= John D. P. Meldrum =

British mathematician

John David Philip Meldrum (18 July 1940 in Rabat, Morocco; died 9 August 2018 in Edinburgh, Scotland) was a British mathematician. Meldrum was an algebraist and his research was mostly related to group theory.

== Biography ==
Meldrum was born in Rabat, Morocco.

In 1964 he was appointed as a supernumerary fellow and college lecturer in mathematics at Emmanuel College. Meldrum received his PhD from the University of Cambridge in 1967 on the topic of "Central Series in Wreath Products". His supervisor was Derek Roy Taunt.
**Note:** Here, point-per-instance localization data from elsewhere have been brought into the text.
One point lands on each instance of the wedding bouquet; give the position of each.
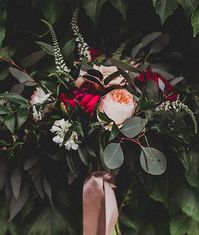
(93, 118)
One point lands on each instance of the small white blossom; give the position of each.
(72, 142)
(60, 128)
(37, 115)
(38, 98)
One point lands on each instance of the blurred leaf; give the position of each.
(159, 43)
(32, 59)
(121, 6)
(179, 225)
(93, 8)
(133, 126)
(48, 48)
(113, 156)
(17, 204)
(189, 6)
(195, 21)
(17, 88)
(38, 186)
(22, 115)
(48, 191)
(165, 8)
(16, 182)
(9, 121)
(145, 41)
(3, 172)
(22, 77)
(3, 18)
(7, 52)
(83, 154)
(152, 161)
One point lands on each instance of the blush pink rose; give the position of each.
(118, 105)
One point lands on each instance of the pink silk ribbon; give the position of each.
(100, 211)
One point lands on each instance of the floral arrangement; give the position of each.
(92, 119)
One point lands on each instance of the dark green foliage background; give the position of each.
(163, 205)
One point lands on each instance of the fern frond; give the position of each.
(59, 60)
(83, 48)
(178, 106)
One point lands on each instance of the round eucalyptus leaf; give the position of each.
(153, 161)
(133, 126)
(113, 156)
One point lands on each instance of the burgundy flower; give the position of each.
(82, 96)
(167, 89)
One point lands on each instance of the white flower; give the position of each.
(39, 96)
(60, 128)
(37, 115)
(72, 142)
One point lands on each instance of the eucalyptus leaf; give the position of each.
(133, 126)
(152, 161)
(113, 156)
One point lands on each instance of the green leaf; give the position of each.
(22, 77)
(48, 48)
(22, 115)
(7, 52)
(179, 225)
(189, 6)
(9, 121)
(113, 156)
(133, 126)
(16, 182)
(121, 6)
(165, 8)
(145, 41)
(93, 8)
(83, 155)
(17, 204)
(3, 18)
(195, 21)
(152, 161)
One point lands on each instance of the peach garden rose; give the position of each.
(118, 105)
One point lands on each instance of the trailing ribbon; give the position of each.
(100, 212)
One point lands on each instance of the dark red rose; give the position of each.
(166, 88)
(83, 97)
(94, 53)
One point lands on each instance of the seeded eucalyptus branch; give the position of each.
(178, 106)
(83, 48)
(59, 60)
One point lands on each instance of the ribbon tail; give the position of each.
(111, 209)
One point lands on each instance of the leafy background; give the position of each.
(151, 205)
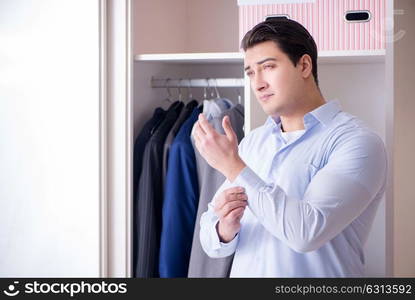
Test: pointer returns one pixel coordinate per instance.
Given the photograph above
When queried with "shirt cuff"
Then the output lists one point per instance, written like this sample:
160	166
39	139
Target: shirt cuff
249	179
217	244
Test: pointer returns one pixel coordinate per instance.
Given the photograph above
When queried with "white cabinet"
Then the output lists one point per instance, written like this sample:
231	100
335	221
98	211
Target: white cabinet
50	184
171	43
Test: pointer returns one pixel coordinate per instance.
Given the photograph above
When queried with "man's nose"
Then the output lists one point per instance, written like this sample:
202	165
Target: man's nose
260	83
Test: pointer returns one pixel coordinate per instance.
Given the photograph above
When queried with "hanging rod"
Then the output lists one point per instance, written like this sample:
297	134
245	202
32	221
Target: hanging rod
196	82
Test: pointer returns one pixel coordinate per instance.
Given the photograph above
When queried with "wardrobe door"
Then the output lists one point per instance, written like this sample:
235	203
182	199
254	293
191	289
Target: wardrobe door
49	133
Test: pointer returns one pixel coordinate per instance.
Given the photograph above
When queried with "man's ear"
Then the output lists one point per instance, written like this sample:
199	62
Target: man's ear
306	65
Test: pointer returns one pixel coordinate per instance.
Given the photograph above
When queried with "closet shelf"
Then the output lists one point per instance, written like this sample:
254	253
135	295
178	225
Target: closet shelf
325	57
192	58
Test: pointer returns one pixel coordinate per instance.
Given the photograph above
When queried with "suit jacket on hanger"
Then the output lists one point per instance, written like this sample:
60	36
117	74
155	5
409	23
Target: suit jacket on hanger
139	147
150	197
180	203
210	180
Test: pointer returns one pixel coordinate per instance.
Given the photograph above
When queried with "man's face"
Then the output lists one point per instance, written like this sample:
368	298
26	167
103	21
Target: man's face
277	84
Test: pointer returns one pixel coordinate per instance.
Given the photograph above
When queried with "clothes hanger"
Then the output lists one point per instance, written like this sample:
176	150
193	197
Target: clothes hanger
169	96
189	90
180	90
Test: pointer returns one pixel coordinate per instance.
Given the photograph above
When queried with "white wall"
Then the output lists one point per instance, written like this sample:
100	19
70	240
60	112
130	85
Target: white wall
49	133
404	146
174	26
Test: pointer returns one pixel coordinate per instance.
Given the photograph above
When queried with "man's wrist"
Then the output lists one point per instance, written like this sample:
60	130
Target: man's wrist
235	169
223	237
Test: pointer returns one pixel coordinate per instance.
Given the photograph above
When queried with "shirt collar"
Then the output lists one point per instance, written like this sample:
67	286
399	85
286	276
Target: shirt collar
323	114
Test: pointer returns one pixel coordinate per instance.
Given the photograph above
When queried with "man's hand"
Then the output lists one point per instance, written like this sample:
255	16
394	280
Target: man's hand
229	207
220	151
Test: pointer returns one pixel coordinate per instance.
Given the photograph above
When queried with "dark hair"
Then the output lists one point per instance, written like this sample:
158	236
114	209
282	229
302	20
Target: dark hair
290	36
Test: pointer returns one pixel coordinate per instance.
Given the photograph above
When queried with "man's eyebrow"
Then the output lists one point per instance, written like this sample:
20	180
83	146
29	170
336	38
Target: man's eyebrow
261	62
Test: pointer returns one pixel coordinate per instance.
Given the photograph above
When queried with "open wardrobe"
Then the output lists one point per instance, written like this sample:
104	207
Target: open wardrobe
187	61
102	161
In 1969 he became a lecturer for mathematics at the University of Edinburgh and in 1982 he was appointed there as a senior lecturer.

He died on 9 August 2018 in Edinburgh after a battle with the Parkinson's disease.

== Books ==
=== As an author ===
- John D. P. Meldrum (1985). "Near-rings and Their Links with Groups"
- John D. P. Meldrum (1995). "Wreath Products of Groups and Semigroups"

=== As a translator ===
Meldrum translated the following book by Nicolas Bourbaki:
- Nicolas Bourbaki (1994). "Elements of the History of Mathematics"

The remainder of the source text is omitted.